ГЕРШЕНЗОН: В московской школе была такая же система, что и в Петербурге, где драматические и балетные артисты обучались совместно?
ГАЕВСКИЙ: Так было только в начале XIX века, потом петербургская балетная школа отъединилась, что и обеспечило ей беспримерный успех. Петербургская балетная школа второй половины XIX века занималась только балетом. Московская театральная школа была универсальной. Так или иначе, традиции драматической интерпретации балета в Москве были сильны всегда, но не подкреплялись столь же сильной традицией академической танцевальной выучки. Академическая танцевальная выучка в Москве не очень ценилась, что приводило к деградации московской школы.
ГЕРШЕНЗОН: Недавно я пересмотрел архивные кадры, зафиксировавшие танцы балерин Большого театра 1930–1950-х годов. Даже с учетом естественных скидок на время, могу сказать, что академический канон выдерживали только две из них: Семенова и Уланова. Обе – продукты петербургской балетной школы. Танцы представительницы московской школы Лепешинской, при всех ее выдающихся витальных, энергетических и харизматических достоинствах, вряд ли могут рассматриваться как академические…

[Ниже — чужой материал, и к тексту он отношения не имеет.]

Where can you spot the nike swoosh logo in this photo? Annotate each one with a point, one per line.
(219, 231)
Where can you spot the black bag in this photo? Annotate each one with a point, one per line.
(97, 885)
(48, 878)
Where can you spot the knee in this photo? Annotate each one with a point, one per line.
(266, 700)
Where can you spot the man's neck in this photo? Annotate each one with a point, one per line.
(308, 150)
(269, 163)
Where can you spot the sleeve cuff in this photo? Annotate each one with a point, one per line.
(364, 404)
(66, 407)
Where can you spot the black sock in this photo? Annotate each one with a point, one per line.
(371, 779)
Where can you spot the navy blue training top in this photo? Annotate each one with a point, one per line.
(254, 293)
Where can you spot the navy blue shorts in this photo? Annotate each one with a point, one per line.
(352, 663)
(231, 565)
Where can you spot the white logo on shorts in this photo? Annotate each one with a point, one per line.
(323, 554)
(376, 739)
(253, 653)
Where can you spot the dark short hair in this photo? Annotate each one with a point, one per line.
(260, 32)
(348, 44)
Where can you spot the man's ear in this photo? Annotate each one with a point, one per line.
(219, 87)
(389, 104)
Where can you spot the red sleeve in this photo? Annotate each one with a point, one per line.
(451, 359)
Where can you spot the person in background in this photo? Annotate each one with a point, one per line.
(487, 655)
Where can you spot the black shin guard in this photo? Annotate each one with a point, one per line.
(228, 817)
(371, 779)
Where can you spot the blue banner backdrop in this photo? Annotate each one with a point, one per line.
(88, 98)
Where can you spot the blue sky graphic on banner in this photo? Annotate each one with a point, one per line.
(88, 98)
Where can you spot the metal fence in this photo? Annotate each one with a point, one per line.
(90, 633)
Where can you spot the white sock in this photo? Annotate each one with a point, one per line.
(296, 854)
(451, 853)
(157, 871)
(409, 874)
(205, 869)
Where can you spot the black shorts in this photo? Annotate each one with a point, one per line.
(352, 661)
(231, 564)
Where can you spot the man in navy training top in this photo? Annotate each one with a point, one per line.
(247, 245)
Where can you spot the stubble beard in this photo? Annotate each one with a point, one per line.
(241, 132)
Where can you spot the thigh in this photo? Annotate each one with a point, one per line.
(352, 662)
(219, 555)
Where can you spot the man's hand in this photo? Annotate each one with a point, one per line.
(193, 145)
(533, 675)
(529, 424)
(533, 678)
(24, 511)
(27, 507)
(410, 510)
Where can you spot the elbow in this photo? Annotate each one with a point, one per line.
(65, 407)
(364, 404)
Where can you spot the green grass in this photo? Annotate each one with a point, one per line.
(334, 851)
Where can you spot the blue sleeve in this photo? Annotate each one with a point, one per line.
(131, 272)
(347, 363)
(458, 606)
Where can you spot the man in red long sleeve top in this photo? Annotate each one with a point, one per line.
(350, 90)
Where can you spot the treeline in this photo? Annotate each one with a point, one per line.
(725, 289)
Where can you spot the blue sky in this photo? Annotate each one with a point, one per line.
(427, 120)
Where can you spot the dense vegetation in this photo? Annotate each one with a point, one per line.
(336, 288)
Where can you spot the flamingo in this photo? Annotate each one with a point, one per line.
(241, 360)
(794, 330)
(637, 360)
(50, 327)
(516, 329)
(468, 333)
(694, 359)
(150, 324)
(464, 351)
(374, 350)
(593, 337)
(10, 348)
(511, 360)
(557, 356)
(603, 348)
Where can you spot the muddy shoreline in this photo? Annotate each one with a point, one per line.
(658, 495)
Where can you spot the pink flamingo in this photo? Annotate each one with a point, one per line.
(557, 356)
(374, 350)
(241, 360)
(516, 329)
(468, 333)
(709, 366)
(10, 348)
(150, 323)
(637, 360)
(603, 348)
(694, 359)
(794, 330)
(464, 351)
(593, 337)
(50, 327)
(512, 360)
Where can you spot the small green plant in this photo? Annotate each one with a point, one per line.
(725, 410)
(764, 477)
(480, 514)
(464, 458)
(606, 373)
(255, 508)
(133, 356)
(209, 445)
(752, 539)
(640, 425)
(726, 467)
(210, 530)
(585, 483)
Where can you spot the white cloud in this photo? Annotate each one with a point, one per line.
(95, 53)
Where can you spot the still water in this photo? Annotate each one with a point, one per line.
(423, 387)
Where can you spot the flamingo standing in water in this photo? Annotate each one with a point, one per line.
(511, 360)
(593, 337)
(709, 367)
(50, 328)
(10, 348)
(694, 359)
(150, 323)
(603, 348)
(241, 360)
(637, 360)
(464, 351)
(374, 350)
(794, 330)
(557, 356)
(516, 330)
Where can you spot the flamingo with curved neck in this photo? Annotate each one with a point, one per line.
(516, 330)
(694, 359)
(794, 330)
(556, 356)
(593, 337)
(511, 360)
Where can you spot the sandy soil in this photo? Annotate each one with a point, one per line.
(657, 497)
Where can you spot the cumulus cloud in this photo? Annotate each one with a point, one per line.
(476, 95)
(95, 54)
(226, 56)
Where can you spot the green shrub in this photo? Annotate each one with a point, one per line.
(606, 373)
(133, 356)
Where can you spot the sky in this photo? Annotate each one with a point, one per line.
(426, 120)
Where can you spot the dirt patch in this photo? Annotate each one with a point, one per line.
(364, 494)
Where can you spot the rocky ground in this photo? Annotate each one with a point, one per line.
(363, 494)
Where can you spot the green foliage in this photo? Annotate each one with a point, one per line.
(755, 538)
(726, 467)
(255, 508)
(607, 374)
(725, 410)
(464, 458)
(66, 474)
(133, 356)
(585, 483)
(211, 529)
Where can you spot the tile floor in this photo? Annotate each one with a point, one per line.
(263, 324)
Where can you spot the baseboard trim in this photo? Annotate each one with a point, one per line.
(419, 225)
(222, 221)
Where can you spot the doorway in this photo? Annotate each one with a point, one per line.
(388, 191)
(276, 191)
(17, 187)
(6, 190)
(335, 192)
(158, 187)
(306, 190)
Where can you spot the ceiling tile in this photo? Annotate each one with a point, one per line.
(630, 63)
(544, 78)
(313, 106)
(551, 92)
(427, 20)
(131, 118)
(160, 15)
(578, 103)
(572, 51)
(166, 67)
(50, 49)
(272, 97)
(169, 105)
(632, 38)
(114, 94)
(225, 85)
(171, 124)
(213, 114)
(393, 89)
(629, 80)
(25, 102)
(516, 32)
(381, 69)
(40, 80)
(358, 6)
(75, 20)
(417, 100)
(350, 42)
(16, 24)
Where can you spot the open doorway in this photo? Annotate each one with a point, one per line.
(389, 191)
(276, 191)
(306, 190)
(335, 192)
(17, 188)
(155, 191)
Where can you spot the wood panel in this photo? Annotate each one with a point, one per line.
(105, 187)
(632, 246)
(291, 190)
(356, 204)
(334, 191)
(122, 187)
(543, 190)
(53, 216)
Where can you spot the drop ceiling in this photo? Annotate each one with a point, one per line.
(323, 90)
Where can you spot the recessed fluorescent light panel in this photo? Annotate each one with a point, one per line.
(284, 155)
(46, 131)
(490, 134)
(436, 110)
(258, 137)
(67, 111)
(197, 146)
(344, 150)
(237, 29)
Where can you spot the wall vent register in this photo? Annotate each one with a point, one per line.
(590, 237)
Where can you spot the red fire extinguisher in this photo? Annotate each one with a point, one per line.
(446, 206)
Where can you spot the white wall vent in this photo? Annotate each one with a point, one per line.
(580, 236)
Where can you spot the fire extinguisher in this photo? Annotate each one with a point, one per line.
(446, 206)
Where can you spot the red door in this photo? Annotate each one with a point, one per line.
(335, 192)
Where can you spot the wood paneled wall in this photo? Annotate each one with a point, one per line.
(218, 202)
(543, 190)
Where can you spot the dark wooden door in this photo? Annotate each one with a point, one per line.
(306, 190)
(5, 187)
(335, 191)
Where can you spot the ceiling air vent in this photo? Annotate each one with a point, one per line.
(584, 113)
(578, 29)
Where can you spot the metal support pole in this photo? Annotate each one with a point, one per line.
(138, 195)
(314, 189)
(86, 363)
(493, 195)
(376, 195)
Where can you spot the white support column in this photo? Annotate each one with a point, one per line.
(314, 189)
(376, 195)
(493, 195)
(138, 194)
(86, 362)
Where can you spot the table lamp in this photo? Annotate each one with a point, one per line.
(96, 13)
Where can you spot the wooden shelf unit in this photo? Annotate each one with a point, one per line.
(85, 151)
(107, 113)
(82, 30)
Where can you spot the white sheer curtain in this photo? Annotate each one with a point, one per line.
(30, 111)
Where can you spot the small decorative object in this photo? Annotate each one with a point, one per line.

ГАЕВСКИЙ: Просто в Москве не ценилась академическая культура. Москвичи всегда с вызовом говорили, что пренебрежение академической формой есть благо – наше московское преимущество, наша московская индивидуальность. Заканчивалось это, как правило, умалением и упадком мастерства. Поэтому из Петербурга в Москву не раз посылали спасать школу, но наезды педагогов не были длительными. Потом в Москву прислали Горского, деятельность которого поначалу была необычайно благотворной и началась с того, что он буквально перенес в Большой театр «Спящую красавицу», за девять лет до того поставленную в Петербурге, причем перенес ее, предварительно записав по системе Степанова. Это был двойной триумф – и Петипа, и системы Степанова. Но Горский очень быстро изменился, что, впрочем, происходило абсолютно со всеми петербургскими миссионерами: они очень быстро отказывались от всего, чему их учили в Петербурге, и, как всякие неофиты, становились яростными приверженцами московских критериев, московских художественных идеалов. Это произошло с Горским, с Лавровским, Захаровым, это произошло и с Григоровичем. Но, тем не менее, взаимодействие двух художественных направлений существовало и давало замечательный художественный результат даже в школе, которой руководили тоже петербуржцы, начиная с Виктора Александровича Семенова и кончая Леонидом Михайловичем Лавровским, который и умер-то, как вы знаете, в должности директора этой школы во время гастролей в Париже. Он был человеком в высшей степени добросовестным и так сильно ощущал степень своей ответственности, что, представляя своих учеников, просто не выдержал напряжения, а ведь ему было что показать. (Вещь совершенно удивительная: я не представляю себе современного директора школы, который привез бы за границу своих учеников и умер бы от волнения, – сейчас гастроли школ стали совершенно обыденным делом и к трагическим результатам обычно не приводят.)